Diabetes is big business for many pharmaceutical companies. In the United Sates, 25.8 million people have diabetes, and it is believed that another 7 million remain undiagnosed. Takeda is developing three new diabetes drugs.
According to Medscape Today, the FDA approved three different formulations of Takeda's new drug. The FDA last week announced the approval of Nesina (alogliptin), Kazano (alogliptin and metformin hydrochloride) and Oseni (alogliptin and pioglitazone). The medications are indicated to control blood glucose levels in people with type 2 diabetes in combination with diet and exercise.
Alogliptin works by slowing the inactivation of the hormones GLP-1 (glucagon-like peptide-1) and GIP (glucose-dependent insulinotropic peptide)–hormones involved in regulating blood glucose levels.

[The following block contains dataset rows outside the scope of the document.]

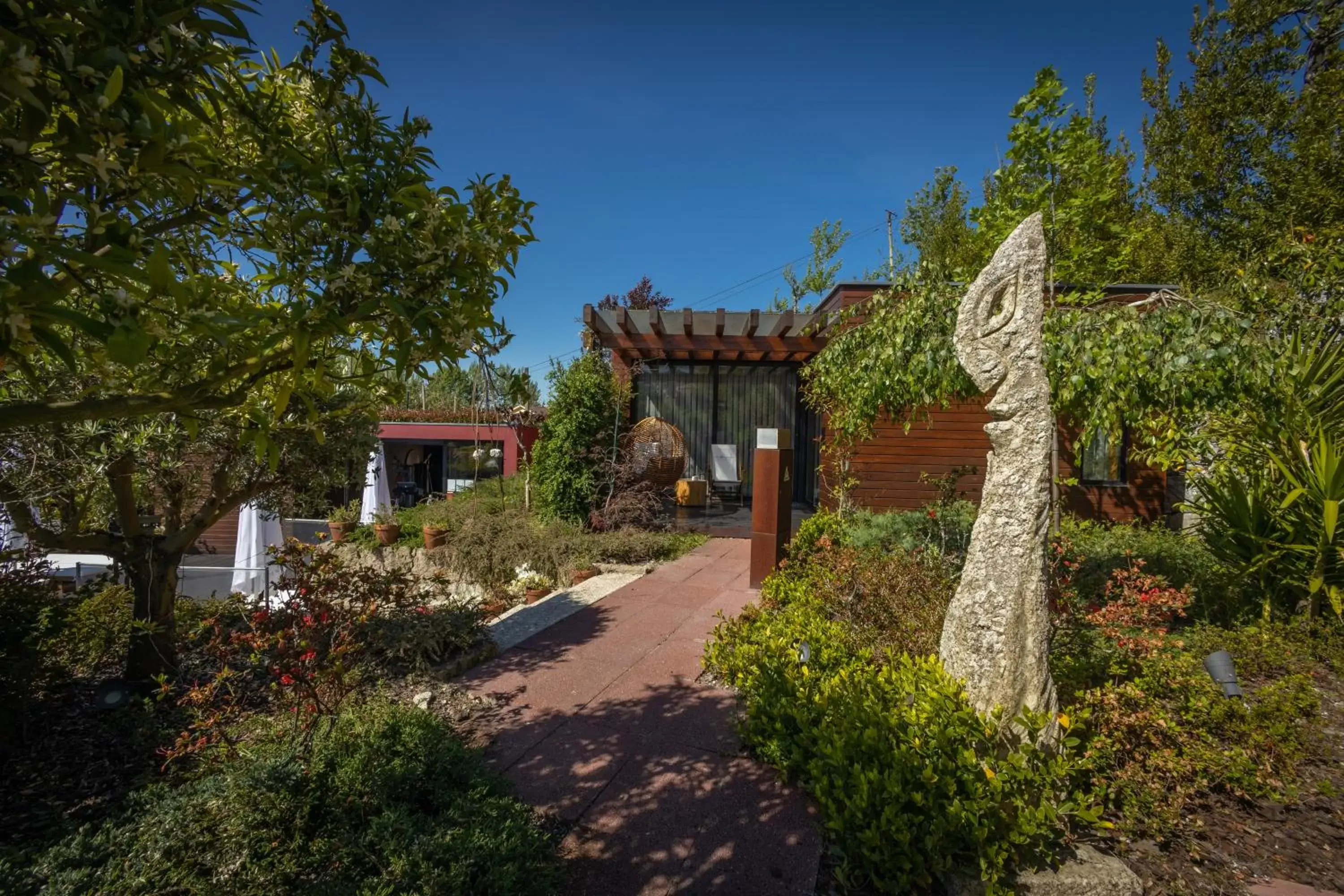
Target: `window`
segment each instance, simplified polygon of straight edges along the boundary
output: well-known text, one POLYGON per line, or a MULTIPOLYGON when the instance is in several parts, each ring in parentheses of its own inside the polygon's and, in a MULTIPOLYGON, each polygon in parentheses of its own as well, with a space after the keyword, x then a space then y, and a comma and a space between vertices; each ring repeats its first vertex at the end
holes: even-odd
POLYGON ((1125 434, 1097 430, 1083 446, 1083 485, 1125 485, 1125 434))
POLYGON ((444 442, 444 447, 449 492, 461 492, 477 480, 489 480, 504 472, 503 442, 481 442, 477 449, 474 441, 452 441, 444 442))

The new drug is part of a class of medications called DPP-IV inhibitors, the fourth to be approved by the FDA.
FDA Previously Denied Alogliptin
Prior to approving alogliptin this year, the FDA rejected Takeda's first and second applications.
The FDA released new cardiovascular safety requirements following the startling number of life-threatening heart problems suffered by people on Avandia, another diabetes drug. The agency cited insufficient cardiovascular data for alogliptin and forced Takeda back to the drawing board with the medication in 2008. Then, it requested additional data in 2012 after reviewing the company's second application in 2011.

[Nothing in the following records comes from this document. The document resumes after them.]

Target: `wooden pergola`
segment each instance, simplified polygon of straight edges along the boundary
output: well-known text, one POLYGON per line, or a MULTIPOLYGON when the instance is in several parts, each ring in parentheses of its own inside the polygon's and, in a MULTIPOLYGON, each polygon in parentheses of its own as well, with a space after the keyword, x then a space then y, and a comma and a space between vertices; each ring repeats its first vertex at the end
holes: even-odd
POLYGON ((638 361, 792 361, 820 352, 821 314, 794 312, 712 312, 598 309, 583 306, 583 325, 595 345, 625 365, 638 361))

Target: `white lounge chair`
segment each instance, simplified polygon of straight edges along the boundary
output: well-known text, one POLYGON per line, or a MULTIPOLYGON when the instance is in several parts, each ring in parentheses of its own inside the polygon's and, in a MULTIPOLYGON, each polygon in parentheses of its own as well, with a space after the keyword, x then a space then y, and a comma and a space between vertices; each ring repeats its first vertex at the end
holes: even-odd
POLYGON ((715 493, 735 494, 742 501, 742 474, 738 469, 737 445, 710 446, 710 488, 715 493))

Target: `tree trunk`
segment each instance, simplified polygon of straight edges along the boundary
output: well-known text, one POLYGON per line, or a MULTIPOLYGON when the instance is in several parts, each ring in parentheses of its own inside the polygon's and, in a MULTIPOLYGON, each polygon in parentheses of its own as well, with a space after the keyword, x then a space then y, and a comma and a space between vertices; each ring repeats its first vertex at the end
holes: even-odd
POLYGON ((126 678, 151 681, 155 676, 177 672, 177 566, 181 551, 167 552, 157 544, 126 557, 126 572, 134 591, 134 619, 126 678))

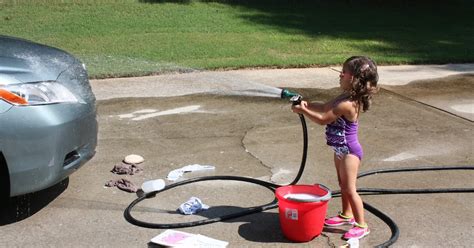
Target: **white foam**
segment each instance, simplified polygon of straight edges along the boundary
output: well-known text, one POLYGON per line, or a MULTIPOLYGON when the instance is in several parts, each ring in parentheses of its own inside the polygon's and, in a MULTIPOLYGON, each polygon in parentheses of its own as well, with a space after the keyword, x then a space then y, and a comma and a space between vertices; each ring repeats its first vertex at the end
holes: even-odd
POLYGON ((174 114, 181 114, 181 113, 191 113, 199 110, 201 108, 200 105, 191 105, 191 106, 186 106, 186 107, 181 107, 181 108, 174 108, 174 109, 169 109, 169 110, 164 110, 156 113, 150 113, 150 114, 144 114, 138 117, 133 118, 132 120, 134 121, 141 121, 144 119, 149 119, 157 116, 163 116, 163 115, 174 115, 174 114))

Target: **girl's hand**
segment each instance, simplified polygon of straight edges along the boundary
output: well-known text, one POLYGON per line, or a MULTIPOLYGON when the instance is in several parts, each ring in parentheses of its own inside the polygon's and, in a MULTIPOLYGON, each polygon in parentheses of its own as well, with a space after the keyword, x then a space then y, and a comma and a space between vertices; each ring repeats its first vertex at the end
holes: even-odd
POLYGON ((294 113, 297 113, 297 114, 304 114, 307 110, 307 107, 308 107, 308 102, 307 101, 301 101, 301 103, 299 105, 291 106, 291 110, 294 113))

One of the reasons the FDA may have delayed the approval of alogliptin is that this is not the first time Takeda has had problems with insufficient data.
When the company released Actos in 1999, it disclosed that lab rats using Actos had developed bladder tumors. It did not warn clearly and fully of the risk of Actos-related bladder cancer in humans. After a number of Actos users developed bladder cancer and Takeda's 10-year study revealed a link to the cancer with long-term use of Actos, the FDA issued a warning and required Takeda to add a warning to the drug's packaging.

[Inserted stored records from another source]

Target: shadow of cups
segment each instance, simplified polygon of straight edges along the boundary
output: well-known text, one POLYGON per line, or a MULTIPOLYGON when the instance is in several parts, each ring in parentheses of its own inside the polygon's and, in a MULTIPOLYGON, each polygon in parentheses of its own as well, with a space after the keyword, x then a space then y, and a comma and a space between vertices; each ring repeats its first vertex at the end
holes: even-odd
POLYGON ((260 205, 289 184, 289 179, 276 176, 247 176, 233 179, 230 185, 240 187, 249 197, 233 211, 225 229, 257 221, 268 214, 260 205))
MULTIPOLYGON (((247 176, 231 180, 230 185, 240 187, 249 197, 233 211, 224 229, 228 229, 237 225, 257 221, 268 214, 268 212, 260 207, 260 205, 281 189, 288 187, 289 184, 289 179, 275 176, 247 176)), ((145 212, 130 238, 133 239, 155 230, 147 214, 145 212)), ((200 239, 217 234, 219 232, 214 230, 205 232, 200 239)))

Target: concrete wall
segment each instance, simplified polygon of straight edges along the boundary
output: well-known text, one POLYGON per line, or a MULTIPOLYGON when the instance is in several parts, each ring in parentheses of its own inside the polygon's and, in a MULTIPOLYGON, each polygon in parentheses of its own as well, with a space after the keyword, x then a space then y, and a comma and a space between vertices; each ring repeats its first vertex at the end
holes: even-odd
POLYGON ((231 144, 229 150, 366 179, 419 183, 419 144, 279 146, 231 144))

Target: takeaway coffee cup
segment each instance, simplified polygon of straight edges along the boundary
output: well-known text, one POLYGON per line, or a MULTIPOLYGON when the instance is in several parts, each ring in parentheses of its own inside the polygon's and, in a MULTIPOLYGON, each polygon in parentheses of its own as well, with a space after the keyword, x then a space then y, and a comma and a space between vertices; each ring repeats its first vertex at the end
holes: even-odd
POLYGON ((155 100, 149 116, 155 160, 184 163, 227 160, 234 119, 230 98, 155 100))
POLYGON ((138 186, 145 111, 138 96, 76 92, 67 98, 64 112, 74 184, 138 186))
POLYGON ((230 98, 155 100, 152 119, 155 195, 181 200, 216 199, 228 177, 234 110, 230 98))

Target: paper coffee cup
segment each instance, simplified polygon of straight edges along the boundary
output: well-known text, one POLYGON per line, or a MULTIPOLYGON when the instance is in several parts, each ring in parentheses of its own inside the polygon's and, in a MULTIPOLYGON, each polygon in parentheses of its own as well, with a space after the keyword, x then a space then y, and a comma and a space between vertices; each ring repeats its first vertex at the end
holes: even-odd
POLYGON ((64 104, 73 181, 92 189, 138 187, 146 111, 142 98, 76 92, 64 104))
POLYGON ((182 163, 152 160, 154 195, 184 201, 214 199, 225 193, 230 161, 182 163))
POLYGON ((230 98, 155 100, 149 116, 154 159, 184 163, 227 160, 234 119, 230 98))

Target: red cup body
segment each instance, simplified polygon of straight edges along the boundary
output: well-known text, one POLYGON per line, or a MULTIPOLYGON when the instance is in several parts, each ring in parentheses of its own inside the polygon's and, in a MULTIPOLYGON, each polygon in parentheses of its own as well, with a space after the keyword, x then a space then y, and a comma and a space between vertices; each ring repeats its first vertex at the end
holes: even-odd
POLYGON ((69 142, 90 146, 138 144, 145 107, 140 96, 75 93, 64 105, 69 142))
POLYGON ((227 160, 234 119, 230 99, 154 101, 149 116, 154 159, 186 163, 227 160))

Takeda Continues to Profit from Actos
The patent for Actos (pioglitazone) may have expired, but Takeda still stands to make a profit from its former blockbuster diabetes drug.
That's because one of the new approved drugs, Oseni, is a mixture of alogliptin and pioglitazone. Now there is concern that Oseni may pose the same bladder cancer risks because this formula also uses pioglitazone.
In the meantime, Oseni will carry a black-box warning for heart failure. The FDA is also requiring increased postmarket monitoring for severe adverse events for Oseni and the two other formulations of alogliptin. These adverse events include liver abnormalities and pancreatitis.
Other drugs in the same class as alogliptin include Januvia (sitagliptin, Merck), Onglyza (saxagliptin, AstraZeneca and Bristol-Myers Squibb) and Tradjenta (linagliptin, Boehringer Ingelheim and Lilly). Januvia has made news after a study linked it to an increased risk of pancreatitis and pancreatic cancer. The FDA required Merck to include a warning.